Paco de Vega: An organizational grid management system for BOINC

Jaspal Subhlok: Inter-task communication on volatile nodes

Carlos Varela: Enabling synchronous computations on volunteer computing environments. Slides, Video

Oded Ben-Dov: BOINC goes Mobile Site

Carl Christensen: The Quake Catcher Network. Slides Video

Matt Blumberg: Distributed Thinking. Slides

David Anderson: BOINC: the year in review. Slides, Video 1, Video 2, Video 3

BOF notes

Video 1, Video 2

Social Networks etc.

Distinguish between:

  • improving communication for people already in BOINC projects
  • improving communication to attract more people to BOINC

Consider different options

  • Technical solutions to make it easier to interface to social networking RSS feeds etc.
  • Getting scientists to communicate more and getting that information out (esp. to Grid Republic)
  • Getting volunteers/ students to help make advertising, information about projects
  • Getting professional PR help and/or collaborating on a higher plane with WCG

WCG will have their marketing colleagues study the potential for digital influence and win back using social networking and related media – will report on this next year

Some debate about whether to make BOINC itself the social platform (FaceBOINC). Divided views on this, and it seems that this is what GridRepublic? is trying to do anyway.

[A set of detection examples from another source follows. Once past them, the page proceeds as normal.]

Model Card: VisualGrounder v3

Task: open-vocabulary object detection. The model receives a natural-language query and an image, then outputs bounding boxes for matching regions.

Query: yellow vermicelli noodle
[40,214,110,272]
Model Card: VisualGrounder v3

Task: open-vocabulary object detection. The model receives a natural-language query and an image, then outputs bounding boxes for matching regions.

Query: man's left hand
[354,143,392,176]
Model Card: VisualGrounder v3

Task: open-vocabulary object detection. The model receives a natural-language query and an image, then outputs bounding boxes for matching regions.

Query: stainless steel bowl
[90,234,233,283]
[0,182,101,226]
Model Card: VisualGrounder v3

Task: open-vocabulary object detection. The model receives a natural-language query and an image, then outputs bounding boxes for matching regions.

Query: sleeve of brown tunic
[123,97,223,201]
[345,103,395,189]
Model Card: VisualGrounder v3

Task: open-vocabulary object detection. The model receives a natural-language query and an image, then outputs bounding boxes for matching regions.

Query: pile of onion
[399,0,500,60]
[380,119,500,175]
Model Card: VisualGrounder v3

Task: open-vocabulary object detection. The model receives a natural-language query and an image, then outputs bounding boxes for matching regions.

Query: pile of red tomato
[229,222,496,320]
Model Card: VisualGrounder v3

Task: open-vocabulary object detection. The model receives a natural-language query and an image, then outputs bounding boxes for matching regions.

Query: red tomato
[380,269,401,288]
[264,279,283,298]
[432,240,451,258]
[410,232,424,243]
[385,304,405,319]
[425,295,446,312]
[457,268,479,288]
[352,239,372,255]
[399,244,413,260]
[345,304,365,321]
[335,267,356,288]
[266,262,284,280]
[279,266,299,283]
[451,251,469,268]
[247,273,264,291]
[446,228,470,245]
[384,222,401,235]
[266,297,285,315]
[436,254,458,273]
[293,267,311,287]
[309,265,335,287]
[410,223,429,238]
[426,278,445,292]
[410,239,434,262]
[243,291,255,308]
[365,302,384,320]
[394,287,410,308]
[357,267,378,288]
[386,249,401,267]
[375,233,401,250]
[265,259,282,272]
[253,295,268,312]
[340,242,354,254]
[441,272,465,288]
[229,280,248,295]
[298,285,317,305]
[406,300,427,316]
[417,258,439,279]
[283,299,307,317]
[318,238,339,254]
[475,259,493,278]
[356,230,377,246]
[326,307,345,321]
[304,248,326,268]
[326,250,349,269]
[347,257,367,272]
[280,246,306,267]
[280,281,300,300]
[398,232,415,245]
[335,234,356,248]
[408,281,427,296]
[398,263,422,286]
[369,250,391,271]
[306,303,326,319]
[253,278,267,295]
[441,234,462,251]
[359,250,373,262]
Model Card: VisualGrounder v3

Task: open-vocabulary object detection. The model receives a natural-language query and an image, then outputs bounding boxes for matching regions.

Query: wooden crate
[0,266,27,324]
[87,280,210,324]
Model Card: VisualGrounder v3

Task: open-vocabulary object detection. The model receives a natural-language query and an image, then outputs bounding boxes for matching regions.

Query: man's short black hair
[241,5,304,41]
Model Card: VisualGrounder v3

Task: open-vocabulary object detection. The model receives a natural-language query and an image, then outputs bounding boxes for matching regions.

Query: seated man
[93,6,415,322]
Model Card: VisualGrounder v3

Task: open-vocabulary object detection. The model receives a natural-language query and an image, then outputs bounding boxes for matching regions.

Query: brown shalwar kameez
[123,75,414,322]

John of Ireland felt that some of the improvements to support team communication had not really paid off as expected. Noted that only about 3% of users use forums. Can social networking really help to make volunteers stickier?

Some ideas include:

  • Get professionals to comment on websites and videos used to promote BOINC projects.
  • Get scientists to engage more in forums, and also have regular Q&A sessions.
    • Make it easier for scientists to edit information
    • Make system for RSS feeds focused on the science
    • NB WCG redesigning their website to focus on scientific results
  • Hire a full-time communications officer for BOINC projects?
  • Make competitions amongst volunteers to make the best website
  • Give users credit for bringing in more users
  • Icons/badges seem to be very effective (WCG experience)
  • Develop tools so BOINC projects can be used easily by educators (high school).

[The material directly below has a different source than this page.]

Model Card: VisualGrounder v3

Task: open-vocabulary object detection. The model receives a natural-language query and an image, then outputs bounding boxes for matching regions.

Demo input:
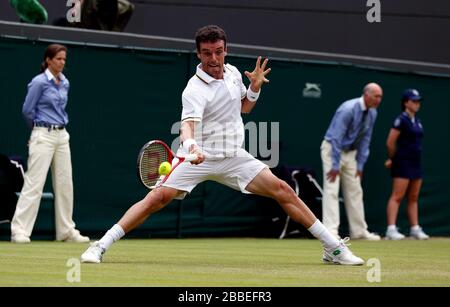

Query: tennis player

Volunteer thinking and education

There was discussion about BOLT being used for education, for example, modules for high-school teachers that use BOINC project science. David emphasized that BOLT is not designed for this. “ BOLT is just a framework for showing web stuff and seeing how useful it is for education.” But there was agreement that it could be useful to have a mechanism to generate useful educational material - funding sources like this!

Discussion of what to call volunteer thinking:

  • Distributed thinking
  • Thinking cloud
  • BrainBOINC

What are the possibilities of volunteer thinking – and BOSSA?

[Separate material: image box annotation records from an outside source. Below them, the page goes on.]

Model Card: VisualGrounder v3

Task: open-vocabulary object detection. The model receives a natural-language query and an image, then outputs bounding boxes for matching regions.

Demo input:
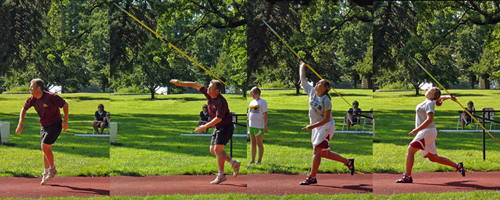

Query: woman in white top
[299,61,354,185]
[396,87,465,183]
[248,87,269,164]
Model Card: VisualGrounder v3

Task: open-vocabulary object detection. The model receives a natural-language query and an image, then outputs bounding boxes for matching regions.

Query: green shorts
[250,127,264,136]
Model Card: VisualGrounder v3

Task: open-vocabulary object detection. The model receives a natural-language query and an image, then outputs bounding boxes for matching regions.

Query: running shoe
[300,174,318,185]
[210,175,227,184]
[232,161,241,177]
[45,168,57,181]
[344,158,354,176]
[396,174,413,183]
[40,173,49,185]
[455,162,465,177]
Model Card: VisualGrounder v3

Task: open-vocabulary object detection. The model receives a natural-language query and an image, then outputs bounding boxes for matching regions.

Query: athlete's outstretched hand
[16,124,24,135]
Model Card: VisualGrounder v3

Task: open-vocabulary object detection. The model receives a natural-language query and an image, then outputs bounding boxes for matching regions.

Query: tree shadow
[113,114,246,158]
[2,113,109,158]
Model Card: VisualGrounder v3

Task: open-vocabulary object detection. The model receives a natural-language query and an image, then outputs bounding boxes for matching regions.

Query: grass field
[0,93,109,177]
[111,90,372,175]
[110,93,247,175]
[373,90,500,173]
[247,89,373,173]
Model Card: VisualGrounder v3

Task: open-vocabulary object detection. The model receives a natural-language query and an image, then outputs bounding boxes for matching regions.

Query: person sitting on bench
[198,104,210,134]
[345,101,361,131]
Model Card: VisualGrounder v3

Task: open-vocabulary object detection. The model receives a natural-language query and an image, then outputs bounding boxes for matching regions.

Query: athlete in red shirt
[16,79,68,185]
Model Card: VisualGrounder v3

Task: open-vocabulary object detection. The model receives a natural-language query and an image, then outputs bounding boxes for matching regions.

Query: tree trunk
[412,84,420,96]
[293,83,300,94]
[469,74,476,89]
[483,74,490,89]
[241,87,247,98]
[352,74,359,89]
[101,78,108,93]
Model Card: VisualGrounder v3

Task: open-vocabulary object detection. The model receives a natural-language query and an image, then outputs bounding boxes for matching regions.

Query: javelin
[113,3,229,87]
[262,20,353,107]
[413,58,500,144]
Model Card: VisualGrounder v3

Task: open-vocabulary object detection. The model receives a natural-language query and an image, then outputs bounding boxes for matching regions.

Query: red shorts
[316,135,330,150]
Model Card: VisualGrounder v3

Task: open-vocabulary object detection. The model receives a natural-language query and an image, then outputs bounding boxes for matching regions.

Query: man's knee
[427,153,438,162]
[41,143,52,151]
[214,145,224,155]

People would like to know what it costs to integrate BOLT with BOINC projects.

  • How much manpower is required?

David was concerned that Bossa needed more real world apps to develop

BOSSA for UNOSAT –huge opportunities

Language recognition

Comparing languages

Saving old languages

Translating lectures

Another idea could be to approach existing VC projects like Herbaria@home

Or develop mobile phone version for killer app

…to be continued!

Virtual machines for BOINC apps

Mostly we talked about two approaches:

  • A "inner" BOINC client (or some other queueing system client) runs in the VM. The outer BOINC client views it as a single (potentially infinite) job, and doesn't know anything about files etc. This approach will be important at CERN, where they need to run the PANDA queueing system to get people to use it.
  • The (outer) BOINC client knows about jobs, input/output files etc. Only the app runs in the VM.

Each approach has some requirements and issues. In the 1st approach we need to pass account ID, user prefs, etc. into the VM. In the 2nd approach we need be able to move files to and from the VM (according to Reinhard, Virtual Box provides this capability). It wasn't clear how to do screensaver graphics in either approach.

VMWare provides a rich API (web service) with features like suspend, resume, and checkpoint.

We agreed that app versions should have info (plan_class?) saying which VM player is needed, and that the BOINC client should detect VM players.